It has happened slowly. Many of us have not even noticed. Little by little, the cities we inhabit—malls, shopping centers, movie theaters, private plazas, parks, and in some unfortunate places even entire streets and neighborhoods—become increasingly privatized. Yet many of us do not often stop and ask ourselves what this means and what we are losing in the process. What happens to democracy when we do not have the spaces to meet, organize, and collectively plan for our future? What happens when our city does not belong to us?
On September 17th, 2011 the Occupy Wall Street movement brought new light to the privatization of the city when a group of activists occupied Zuccotti Park, a Privately Owned Public Space (POPS) in New York City’s Financial District. POPS legislation was developed in 1961 as a way to let developers negotiate building variances, often increasing the square footage of rentable space, in return for plazas and parks that should be open and welcoming to the public for multiple uses. The legislation has led to private entities building 3.5 million square feet of areas that they control but are, in theory, public.
Further, the rules governing the different POPS can be confusing and, at times, contradictory to actual law. After all, what does it mean when the POPS at 60 Wall Street asks people to not use space “excessively”? With this and other questions in mind, design collaborative DSGN AGNC organized a group of concerned designers, artists, lawyers, educators and citizens to launch #whOWNSpace. Thus far, groups that have contributed to #whOWNSpace include DSGN AGNC, who provided the initial vision, along with DoTank: Brooklyn, 596 acres, The Public School New York, BRUNO, and Not An Alternative.

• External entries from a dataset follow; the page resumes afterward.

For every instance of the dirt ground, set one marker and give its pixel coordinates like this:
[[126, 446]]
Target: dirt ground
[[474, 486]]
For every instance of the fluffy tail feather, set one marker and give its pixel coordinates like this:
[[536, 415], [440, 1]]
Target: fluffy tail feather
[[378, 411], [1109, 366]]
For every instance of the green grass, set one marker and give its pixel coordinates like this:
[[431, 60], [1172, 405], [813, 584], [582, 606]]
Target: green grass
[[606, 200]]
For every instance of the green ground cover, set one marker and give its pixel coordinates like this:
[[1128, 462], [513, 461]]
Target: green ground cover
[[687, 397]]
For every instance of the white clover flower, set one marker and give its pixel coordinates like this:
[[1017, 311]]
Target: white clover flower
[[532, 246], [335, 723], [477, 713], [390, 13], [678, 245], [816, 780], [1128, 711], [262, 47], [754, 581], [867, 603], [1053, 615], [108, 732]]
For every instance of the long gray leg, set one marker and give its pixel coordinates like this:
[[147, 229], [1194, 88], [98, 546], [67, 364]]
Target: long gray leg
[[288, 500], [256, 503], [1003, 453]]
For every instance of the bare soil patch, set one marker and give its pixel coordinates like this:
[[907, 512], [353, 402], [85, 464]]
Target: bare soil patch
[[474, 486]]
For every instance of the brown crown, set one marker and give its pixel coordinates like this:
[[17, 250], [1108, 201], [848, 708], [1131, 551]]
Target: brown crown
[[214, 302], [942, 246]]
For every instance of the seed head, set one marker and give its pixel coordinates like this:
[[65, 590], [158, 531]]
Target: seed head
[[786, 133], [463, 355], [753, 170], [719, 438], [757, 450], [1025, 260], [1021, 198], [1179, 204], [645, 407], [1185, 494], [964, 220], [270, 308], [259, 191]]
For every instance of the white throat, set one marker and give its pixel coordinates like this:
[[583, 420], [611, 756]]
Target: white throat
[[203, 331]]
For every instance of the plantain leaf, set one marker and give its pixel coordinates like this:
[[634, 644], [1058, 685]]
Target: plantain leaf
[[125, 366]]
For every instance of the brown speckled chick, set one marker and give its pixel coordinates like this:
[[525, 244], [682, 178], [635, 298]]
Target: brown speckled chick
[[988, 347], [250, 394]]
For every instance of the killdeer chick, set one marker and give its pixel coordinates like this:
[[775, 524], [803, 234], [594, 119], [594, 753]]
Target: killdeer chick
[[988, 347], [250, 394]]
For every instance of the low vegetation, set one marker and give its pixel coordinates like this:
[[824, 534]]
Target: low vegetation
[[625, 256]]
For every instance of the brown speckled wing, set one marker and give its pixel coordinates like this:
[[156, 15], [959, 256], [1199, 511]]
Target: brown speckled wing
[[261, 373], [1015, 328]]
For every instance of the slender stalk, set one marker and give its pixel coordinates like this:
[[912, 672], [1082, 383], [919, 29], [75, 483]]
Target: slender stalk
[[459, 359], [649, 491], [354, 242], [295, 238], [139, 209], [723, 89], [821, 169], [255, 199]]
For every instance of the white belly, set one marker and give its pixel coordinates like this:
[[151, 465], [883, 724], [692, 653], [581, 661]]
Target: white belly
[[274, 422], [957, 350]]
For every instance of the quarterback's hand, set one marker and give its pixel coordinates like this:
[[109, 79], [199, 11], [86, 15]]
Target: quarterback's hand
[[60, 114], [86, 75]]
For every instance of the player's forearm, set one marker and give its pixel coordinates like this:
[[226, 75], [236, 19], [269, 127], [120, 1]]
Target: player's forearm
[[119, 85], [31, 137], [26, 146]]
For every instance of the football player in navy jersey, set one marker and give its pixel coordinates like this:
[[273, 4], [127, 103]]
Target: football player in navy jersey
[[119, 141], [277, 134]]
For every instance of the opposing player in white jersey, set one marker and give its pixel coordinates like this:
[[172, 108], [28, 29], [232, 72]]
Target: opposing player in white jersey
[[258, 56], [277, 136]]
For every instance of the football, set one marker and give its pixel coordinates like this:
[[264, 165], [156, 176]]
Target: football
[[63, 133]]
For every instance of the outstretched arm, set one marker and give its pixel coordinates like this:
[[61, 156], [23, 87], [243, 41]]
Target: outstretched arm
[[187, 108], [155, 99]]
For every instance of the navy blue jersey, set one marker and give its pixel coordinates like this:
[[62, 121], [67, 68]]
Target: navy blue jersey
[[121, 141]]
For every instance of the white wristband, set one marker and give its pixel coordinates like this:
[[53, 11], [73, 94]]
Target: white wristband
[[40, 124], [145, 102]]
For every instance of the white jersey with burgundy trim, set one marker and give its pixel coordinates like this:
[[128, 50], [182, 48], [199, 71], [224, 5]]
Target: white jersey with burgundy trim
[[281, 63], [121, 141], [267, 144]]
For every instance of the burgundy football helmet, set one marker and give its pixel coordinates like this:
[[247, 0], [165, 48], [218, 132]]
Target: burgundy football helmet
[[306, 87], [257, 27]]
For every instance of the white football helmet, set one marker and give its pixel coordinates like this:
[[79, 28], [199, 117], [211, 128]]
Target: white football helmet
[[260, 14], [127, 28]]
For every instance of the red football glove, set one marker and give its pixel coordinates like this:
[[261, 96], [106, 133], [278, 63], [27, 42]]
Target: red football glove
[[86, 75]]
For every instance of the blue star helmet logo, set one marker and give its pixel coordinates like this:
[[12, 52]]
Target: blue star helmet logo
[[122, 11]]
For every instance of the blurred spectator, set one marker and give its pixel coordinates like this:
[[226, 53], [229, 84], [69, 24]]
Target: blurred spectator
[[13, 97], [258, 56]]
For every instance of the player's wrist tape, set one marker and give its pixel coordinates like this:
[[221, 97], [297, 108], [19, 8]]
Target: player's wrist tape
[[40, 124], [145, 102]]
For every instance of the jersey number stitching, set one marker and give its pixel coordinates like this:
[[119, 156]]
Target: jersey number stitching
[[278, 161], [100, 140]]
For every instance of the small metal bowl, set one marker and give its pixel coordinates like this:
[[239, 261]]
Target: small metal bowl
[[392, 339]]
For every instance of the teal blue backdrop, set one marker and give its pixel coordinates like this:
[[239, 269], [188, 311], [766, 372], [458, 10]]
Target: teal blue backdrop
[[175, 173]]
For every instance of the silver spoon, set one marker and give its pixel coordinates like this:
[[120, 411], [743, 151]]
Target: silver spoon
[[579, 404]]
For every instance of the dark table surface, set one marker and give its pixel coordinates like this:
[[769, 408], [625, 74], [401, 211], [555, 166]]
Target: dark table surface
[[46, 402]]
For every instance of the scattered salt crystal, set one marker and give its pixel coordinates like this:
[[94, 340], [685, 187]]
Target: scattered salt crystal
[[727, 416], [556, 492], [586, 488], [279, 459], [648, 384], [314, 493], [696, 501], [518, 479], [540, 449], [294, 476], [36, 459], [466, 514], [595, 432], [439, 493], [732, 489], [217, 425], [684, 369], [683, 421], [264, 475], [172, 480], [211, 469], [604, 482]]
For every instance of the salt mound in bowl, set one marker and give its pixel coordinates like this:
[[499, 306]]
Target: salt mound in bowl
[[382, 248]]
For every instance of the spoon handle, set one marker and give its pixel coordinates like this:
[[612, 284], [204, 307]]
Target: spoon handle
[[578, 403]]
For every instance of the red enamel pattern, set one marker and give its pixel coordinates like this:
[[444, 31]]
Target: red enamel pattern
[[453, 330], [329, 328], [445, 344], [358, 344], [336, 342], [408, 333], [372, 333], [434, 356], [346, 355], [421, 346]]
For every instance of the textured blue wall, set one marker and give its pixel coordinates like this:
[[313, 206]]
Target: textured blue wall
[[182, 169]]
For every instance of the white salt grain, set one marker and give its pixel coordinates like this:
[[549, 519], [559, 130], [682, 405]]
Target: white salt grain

At its core, #whOWNSpace arises from questions that the Occupy Wall Street movement brings up about ownership and use of open space in New York City, and cities around the world. The project seeks to reveal and question the often-conflicting rules that govern privatized public space, to advocate for changes when necessary, and to propose alternative policies, uses and designs for public space that encourages democratic vitality.
The group has already taken on a variety of projects. We have created maps showing all available information about POPS and other public spaces that we distributed broadly, letting people know where there are spaces that are intended to be for public use; this information is crucial since many POPS are managed by building owners in a way that does not communicate their public nature. Other projects have included walking tours in which we seek to democratize design education and, together with community members, gain better understanding of the public realm in different communities.
Along with these design and educational projects, the #whOWNSpace legal team engaged the public in asking for city agency involvement in getting Zuccotti Park’s owners to comply with zoning regulations and remove the barriers that surrounded the park for nearly two months. Through a public education campaign about how POPS actually fit within municipal regulatory structure, over 100 complaints were filed with the Department of Buildings (DOB), the city agency charged with enforcing zoning. The New York Civil Liberties Union, The New York City Chapter of the National Lawyers Guild and the Center for Constitutional Rights added their voices to the citizen complaints in a letter to DOB and press release, working in collaboration with the #whOWNSpace team and building on our research. The barricades came down a day after that letter was sent. We are now focusing on the public plaza in front of the One Chase Manhattan Plaza building that has been closed since September 16th, 2011. This Skidmore, Owings and Merrill (SOM) plaza is one of the inspirations for POPS legislation; SOM’s form of innovation was to chose to use 2 1/2 acres of valuable downtown real estate for a plaza meant to be open to the public. The plaza has become such an integral part of the fabric of lower Manhattan that it was designated a NYC Landmark in 2009.
Through these projects we have begun to better understand both the state of public space in New York City and the confusing set of rules that governs it. However, many of the rules we have encountered often make one thing explicit: POPS are meant to be used by the public for “passive” uses, like eating lunch. Active uses, including canvassing, holding meetings, organizing communities, are not contemplated. Yet, these activities are needed in a democratic society as they help people become informed and to participate in their political system.
These observations on what privatized public space is doing to democratic involvement have lead #whOWNSpace to propose and begin to work on what we are terming a BLACKBELT in the neighborhood of Greenpoint, Brooklyn. A BLACKBELT rejects the notion that public space can only be used for passive activities. Instead a BLACKBELT seeks to create a network of public spaces to be used by local groups for community engagement, organization, and action. This ongoing project has garnered the support of local community groups, politicians, and a committed contingent of designers, artists, lawyers, and journalists. The group is diverse and the tactics we use to reach our goal will be varied, taking into account the skills that all the participants bring to the project.
In 1988, public space advocate William H. Whyte wrote that POPS and their (often undemocratic) rules would need “a stiff, clarifying test…”1 #whOWNSpace postulates that this is the moment for such a test to happen. From New York to Miami to Shanghai to Baghdad, it is time to question public space and the privatization of the city. Are cities today serving all the needs of the public and fostering democratic vitality? The Arab Spring and, specifically, events in Tahrir Square, Egypt, have shown that digital platforms cannot supplant the city and its open spaces as catalysts for political change.